「脱北は想像以上に過酷だった」ビヨンド・ユートピア 脱北 ばとーさんの映画レビュー(感想・評価)
脱北は想像以上に過酷だった
韓国映画を観ていると、南北問題、脱北(者)というキーワードは出てこない作品のほうが少ないかな。脱北については38度線を北から南に暗視の目をかいくぐって超えてくるか、単純に鴨緑江を渡河して中国側に抜けてきて終わりという安易なイメージだったが、現実はそんなもんじゃないということを認識させてくれたドキュメンタリー。
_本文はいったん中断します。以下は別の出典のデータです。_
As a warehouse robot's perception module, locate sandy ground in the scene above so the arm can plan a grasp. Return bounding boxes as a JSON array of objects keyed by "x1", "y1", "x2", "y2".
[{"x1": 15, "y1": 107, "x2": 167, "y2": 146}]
中国側は無事に抜けても発見されれば強制送還されて収容所送り。これを避けるには中国からさらにベトナム、ラオスを経由してタイに入国して(わざと逮捕されて)韓国大使館に送られてようやく亡命が成立する。途中はクルマ移動が多くセーフハウスも準備されているが、道なき山岳地帯を徒歩で踏破するようなシチュエーションもあり、肉亭的にも精神的にもストレスフルな日々が続く。
もちろん映画で紹介されたようなルート以外にも様々な脱北ルートが存在するのでしょうが、いずれも一筋縄ではないのでしょう。
下世話な話だが、脱北ルートのすべてを専門のブローカーにまかせることになり、おそらく脱北者は経済的にその費用を払うのは困難で、この映画の牧師が属するような脱北支援団体が負担しているのだろうけどそのへんのおカネの話も少し知りたかった(一箇所出てくるが全体のコストか、その限定的ルートの費用かはわからず)
無事脱北した家族の子供とばーちゃんが、北朝鮮について感想を聞かれ、金正恩マンセー
のコメントをするのが、まあ当然とはいえ怖いな。日本も政治の暴走を放置するとこうなるよね。自戒。